最初は「ゲーマー」だけに留まらず、アニメやらマンガやら…もちろんGAC以外の趣味を持つ人も含め、一般的な話をしたかったのだが…。しかしどうにも「ゲーマー」以外に適した言葉(例えばアニメだったら「アニマー」など)が見付からなかったので、今回は「ゲーマー」を全体の一例として取り上げる形で 話を進めていく。
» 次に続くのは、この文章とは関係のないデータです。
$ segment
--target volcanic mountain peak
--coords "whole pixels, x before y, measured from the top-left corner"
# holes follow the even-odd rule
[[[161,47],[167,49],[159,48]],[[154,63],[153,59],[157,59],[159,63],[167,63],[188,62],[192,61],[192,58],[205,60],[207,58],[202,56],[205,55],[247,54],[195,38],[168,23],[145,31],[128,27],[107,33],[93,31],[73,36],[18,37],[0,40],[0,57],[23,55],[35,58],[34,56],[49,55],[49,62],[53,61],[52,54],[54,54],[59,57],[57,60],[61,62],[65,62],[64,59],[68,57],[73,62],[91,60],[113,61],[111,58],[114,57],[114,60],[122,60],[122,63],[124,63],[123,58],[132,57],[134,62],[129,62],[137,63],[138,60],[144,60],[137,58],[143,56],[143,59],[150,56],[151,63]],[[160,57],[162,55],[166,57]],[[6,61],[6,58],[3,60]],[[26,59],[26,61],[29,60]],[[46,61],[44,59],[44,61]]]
さて。そもそも現在のオレはゲーマーを筆頭とする「ゲームに関わる人」に対する用語として、以下の分類法を用いている。

・時々はゲームで遊ぶ→ゲームプレイヤー
・ゲームが好きで、ひとつの趣味として親しんでいる→ゲームファン
・ゲームが相当に好きで、自分の中で一番の(あるいはそれに準じる)趣味である→ゲーマー

また、これは先に作り出した造語「アニマー」等に関しても、仮にそういった用語が存在する場合には同じような分類ができると考えている。
つまりは、ここで適当に「ボーリング」を例に取った場合、

・時々はボーリングで遊ぶ→ボーリングプレイヤー
・ボーリングが好きで、ひとつの趣味として親しんでいる→ボーリングファン
・ボーリングが相当に好きで、自分の中で一番の(あるいはそれに準じる)趣味である→ボウラー

となる。もちろん、あくまでオレの分類法に拠ればの話だが。
(余談だがオレはこの分類法を生み出した頃からずっと、アニメとマンガに関する「ゲーマー」「ボウラー」等に位置する言葉を考え続けている。先に述べた「アニマー」もそのひとつなのだが、少々語呂が悪いので、代案は無いかと思案中である)

ともあれ、ここまではあくまでオレ個人の考え方を述べたに過ぎない。
しかし、あるモノが好きな人……今は「ゲーム」を取り上げるが、ともかくオレが「ゲームが一番の趣味である人=ゲーマー」という公式を心に抱いている…そこには、なかなか複雑な事情と心情が絡んでいるのだ。よってここでは、そう考えるに至った経緯を絡めつつ、ゲーマーとは何かという話にも踏み込んでいく。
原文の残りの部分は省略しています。